Q.: I have a customer who tore out a slab that had delamination problems. He subsequently found some sections where the #4 bar had not bonded to the concrete at all. Naturally he is assuming the concrete is "bad." Besides oil and rust, what other reasons can explain the lack of concrete bonding to re-inforcing steel?

A.: Numerous factors can contribute to a bond not being formed between the concrete and the reinforcing steel. Most are directly related to construction techniques and quality control on the jobsite.

Consolidation problems top the list. Concrete placed at a very low slump and not consolidated can "hang" top size aggregate on top of the bar. That can create a void below the bar as the plastic concrete settles. However, a crack typically forms directly above the bar where that has occurred.

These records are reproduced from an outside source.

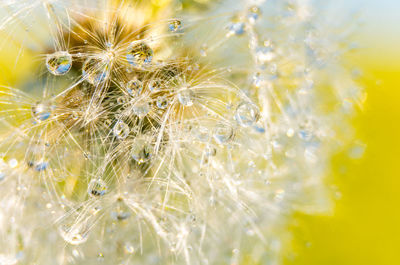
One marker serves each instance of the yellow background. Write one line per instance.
(365, 225)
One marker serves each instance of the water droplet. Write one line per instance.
(154, 85)
(247, 114)
(41, 111)
(264, 54)
(134, 87)
(162, 102)
(210, 151)
(139, 54)
(236, 28)
(223, 133)
(59, 63)
(74, 233)
(254, 13)
(175, 25)
(121, 211)
(185, 97)
(96, 188)
(141, 108)
(121, 130)
(141, 150)
(95, 70)
(41, 166)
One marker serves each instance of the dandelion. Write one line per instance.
(140, 147)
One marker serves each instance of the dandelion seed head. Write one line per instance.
(156, 139)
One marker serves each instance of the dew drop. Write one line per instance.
(246, 114)
(202, 133)
(254, 13)
(264, 54)
(59, 63)
(74, 233)
(121, 130)
(141, 109)
(223, 133)
(97, 188)
(121, 211)
(210, 151)
(141, 150)
(41, 166)
(154, 85)
(95, 70)
(139, 54)
(185, 97)
(175, 25)
(41, 111)
(236, 28)
(162, 102)
(134, 87)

Bond formation may also be inhibited when placing an elevated concrete slab while the reinforcing steel is subject to continuous vibration.

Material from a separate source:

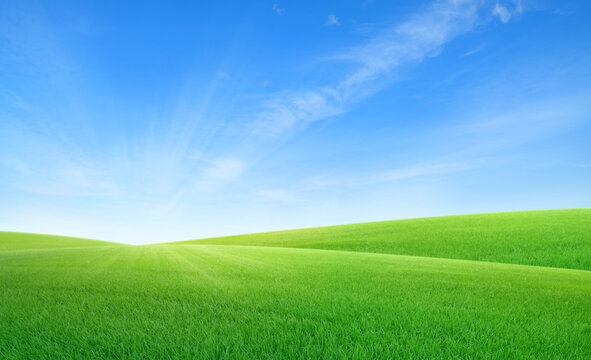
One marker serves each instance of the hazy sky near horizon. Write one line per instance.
(150, 121)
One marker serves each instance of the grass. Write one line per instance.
(557, 238)
(229, 301)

The temperature of the steel at the time of concrete placement can also be a factor. Steel placed outdoors in direct sunlight in hot weather can become so warm that it can have a drying effect where it contacts the concrete, preventing good hydration and bonding. On the other hand, steel placed outdoors in freezing weather, even with heated concrete, can retard the set of the adjacent concrete.

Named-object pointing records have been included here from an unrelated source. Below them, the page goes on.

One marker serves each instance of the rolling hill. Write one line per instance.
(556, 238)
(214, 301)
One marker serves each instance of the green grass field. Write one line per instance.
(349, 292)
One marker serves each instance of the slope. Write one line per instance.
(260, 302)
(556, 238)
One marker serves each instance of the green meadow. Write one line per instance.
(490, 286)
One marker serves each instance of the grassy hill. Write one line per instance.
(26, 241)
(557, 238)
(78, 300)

Although you don’t describe the condition of the steel, that too can yield some clues. Very light rust is not usually a problem with reinforcement; it creates a roughened surface that may promote bonding. The cement is alkaline enough to strip light rust off and provide an acceptable bond. But there should be no loose scale or flaking. When that is present, failure is likely to occur where the mill scale separates from the reinforcing bars, effectively acting as a de-bonding layer. For more information on this topic, review the ASCC Position Statement #3 in Concrete Construction, September 2003, p. 52.

As far as the concrete composition goes, the delamination suggests there may have been excess bleed water and the slab was floated off before the bleed had finished. The excess may have come from water added at the site, often an effort to improve workability, for example. Excessive bleed water may also have collected under the reinforcement bars, thus preventing the bars from fully bonding to the concrete.